Building a case for outcomes
In the grand scheme, Rader notes, only two things count: Economics and outcomes. “We have to make outcomes better and better,” and more importantly, McDaniel points out, we have to be able to show it.
McDaniel also notes that data collection and setting standards for that data are going to be a challenge. “We need to answer the question of what data should be collected,” she says. For example, she says with the surgical cutting guides mentioned earlier, CMS will need to understand the cost and time savings, as well as the improved outcomes. Right now, she says, “the channels of communication are too distributed and there is not enough data for regulations or for reimbursement.”
This type of data collection needs to be specified for all finished devices, but Rader says that’s no different from any manufacturing process, such as injection molding. The process is ongoing.
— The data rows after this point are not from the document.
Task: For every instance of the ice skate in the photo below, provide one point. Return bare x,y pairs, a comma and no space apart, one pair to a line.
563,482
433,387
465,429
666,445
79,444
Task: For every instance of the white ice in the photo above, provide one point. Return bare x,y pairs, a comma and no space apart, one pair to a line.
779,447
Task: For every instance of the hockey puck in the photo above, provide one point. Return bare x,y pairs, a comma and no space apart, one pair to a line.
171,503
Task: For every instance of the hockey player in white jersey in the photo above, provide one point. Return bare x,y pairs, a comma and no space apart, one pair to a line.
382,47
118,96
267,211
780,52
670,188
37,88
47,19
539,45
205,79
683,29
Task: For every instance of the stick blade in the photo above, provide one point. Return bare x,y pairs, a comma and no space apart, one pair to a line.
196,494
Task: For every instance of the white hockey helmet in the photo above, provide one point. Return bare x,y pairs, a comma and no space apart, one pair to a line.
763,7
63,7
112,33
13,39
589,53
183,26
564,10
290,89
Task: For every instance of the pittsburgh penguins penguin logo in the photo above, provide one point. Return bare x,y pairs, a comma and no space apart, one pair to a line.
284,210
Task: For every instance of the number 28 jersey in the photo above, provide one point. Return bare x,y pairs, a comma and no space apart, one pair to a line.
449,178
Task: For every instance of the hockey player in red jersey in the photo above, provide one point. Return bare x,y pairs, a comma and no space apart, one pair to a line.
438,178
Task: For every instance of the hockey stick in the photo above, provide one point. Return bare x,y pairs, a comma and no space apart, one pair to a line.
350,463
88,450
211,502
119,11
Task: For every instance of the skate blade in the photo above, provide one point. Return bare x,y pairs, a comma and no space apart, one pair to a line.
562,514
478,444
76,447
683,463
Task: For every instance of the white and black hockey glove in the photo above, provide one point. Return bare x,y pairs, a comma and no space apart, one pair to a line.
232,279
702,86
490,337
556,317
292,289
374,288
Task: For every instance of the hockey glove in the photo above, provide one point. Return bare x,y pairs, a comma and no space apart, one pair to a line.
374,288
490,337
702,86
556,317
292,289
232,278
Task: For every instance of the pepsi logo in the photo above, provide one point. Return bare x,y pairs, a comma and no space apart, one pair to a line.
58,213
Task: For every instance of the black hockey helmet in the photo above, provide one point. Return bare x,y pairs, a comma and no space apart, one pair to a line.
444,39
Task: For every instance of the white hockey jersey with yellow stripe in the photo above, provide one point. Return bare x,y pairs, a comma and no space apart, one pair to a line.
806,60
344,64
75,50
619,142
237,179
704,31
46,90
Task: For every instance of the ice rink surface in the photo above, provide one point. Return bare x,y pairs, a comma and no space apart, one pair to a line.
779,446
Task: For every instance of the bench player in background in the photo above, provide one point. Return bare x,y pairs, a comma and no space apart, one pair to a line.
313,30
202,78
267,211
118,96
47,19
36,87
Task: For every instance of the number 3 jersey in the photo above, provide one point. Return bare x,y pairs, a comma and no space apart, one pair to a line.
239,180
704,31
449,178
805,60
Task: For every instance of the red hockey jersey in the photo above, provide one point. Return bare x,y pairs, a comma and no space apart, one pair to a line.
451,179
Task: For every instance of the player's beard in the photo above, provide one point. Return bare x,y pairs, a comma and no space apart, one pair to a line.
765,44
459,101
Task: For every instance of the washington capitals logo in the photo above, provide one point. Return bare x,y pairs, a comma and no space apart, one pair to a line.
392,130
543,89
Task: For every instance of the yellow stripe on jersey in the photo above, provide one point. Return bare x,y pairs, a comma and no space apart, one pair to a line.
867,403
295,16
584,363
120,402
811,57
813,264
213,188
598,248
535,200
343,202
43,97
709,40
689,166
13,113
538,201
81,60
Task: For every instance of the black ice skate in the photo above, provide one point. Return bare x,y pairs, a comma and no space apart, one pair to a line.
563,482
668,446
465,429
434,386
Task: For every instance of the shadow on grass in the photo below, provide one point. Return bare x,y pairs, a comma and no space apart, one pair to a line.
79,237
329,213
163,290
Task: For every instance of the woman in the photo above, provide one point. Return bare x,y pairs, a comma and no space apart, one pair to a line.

McDaniel says she is currently expecting the radiology group to already have standards for data “but integrating that into software and printing recommendations is difficult.” McDaniel also mentions that there are 30-40 standards confirmed or in development from various standards development organizations. “It’s not too much, because the technology area is so diverse,” she says. “There are multiple uses, materials, and functions.”
Both SME and Stratasys support collaboration with AmericaMakes, which has developed the Additive Manufacturing Technology Roadmap to identify measurable and meaningful challenges that, when met, promote inquiry, knowledge-sharing, and technical advances across the industry.